The chart puts this number into context by looking at major tax legislation of the last 75 years. The revenue raised by each bill is shown on the Y axis, alongside prevailing Federal tax receipts (individual taxes, corporate taxes and excise taxes) before passage of each bill on the X axis. Even if Tax Foundation estimates are too high, Sanders’ proposals are in a league of their own. The only bill that comes close was passed in 1942, except there were two big differences:
1- the US was in the middle of WWII
2- at the time, total Federal taxes were much lower. Even tax increases in the 1.5%-2.0% of GDP range have not been seen since the Korean War, when tax receipts were also lower than they are today.
All the debates around prior post-war tax legislation seem rather small now, don’t they?
Democratic Socialism has a very, very high cost, and it would not just be borne by billionaires and millionaires. Bernie has admitted he will raise taxes on the middle class.

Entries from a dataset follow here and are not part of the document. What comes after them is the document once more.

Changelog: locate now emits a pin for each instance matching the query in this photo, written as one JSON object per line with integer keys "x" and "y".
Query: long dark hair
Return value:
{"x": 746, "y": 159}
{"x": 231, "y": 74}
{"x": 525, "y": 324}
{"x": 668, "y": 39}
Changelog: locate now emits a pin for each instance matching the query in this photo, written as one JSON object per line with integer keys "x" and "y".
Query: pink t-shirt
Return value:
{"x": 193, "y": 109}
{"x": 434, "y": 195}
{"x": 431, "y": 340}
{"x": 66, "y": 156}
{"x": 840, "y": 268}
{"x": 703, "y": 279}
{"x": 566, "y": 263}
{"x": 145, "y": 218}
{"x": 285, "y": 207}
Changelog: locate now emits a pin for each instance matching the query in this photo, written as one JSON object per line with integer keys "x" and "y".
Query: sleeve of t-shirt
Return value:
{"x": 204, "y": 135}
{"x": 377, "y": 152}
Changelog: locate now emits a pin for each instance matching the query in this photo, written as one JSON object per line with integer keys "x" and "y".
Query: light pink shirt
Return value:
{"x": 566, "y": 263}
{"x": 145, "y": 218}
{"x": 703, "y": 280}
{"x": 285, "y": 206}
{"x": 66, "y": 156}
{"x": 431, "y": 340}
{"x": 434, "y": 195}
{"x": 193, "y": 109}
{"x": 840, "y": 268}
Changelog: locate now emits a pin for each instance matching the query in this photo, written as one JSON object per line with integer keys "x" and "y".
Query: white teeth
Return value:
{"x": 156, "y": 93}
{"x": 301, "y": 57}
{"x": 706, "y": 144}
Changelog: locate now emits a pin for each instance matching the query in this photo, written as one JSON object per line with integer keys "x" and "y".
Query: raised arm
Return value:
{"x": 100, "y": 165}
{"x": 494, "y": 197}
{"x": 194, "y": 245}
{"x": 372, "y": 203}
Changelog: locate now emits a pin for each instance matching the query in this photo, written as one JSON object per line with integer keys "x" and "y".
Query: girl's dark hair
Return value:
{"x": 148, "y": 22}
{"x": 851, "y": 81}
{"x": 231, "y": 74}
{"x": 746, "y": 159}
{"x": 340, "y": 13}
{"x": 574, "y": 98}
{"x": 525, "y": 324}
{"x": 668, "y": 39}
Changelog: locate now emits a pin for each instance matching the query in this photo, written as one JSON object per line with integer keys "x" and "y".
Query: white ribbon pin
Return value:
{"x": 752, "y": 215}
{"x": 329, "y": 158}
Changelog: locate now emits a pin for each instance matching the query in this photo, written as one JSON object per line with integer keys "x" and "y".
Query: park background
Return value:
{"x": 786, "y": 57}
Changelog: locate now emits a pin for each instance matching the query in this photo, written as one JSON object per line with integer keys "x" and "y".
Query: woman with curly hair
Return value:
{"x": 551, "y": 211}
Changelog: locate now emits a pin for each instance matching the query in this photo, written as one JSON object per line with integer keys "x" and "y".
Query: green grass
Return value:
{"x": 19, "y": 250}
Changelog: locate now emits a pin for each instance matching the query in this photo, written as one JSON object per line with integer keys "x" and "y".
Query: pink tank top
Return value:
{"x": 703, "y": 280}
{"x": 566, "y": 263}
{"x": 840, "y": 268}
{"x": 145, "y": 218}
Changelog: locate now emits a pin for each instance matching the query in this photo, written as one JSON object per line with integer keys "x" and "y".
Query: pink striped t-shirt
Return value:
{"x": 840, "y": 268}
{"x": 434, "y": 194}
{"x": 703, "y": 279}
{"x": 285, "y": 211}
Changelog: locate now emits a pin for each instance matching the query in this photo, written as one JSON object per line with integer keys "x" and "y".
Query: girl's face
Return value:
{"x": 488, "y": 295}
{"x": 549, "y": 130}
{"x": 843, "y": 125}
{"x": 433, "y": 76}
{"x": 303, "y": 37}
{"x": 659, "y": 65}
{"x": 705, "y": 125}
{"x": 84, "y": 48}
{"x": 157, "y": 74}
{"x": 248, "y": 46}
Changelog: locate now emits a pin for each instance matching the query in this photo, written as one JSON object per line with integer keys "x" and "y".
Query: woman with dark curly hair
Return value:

Perhaps this is why 4 prior Chairs of the Council of Economic Advisers for Presidents Obama and Clinton wrote an open letter to Sanders just this morning citing “extreme claims” by the Sanders campaign about the Senator’s economic plan, which “cannot be supported by the economic evidence” and which “runs against our party’s best traditions of evidence-based policy making and undermines our reputation as the party of responsible arithmetic.”
There is no longer a lesser of two evils on the democrat ticket.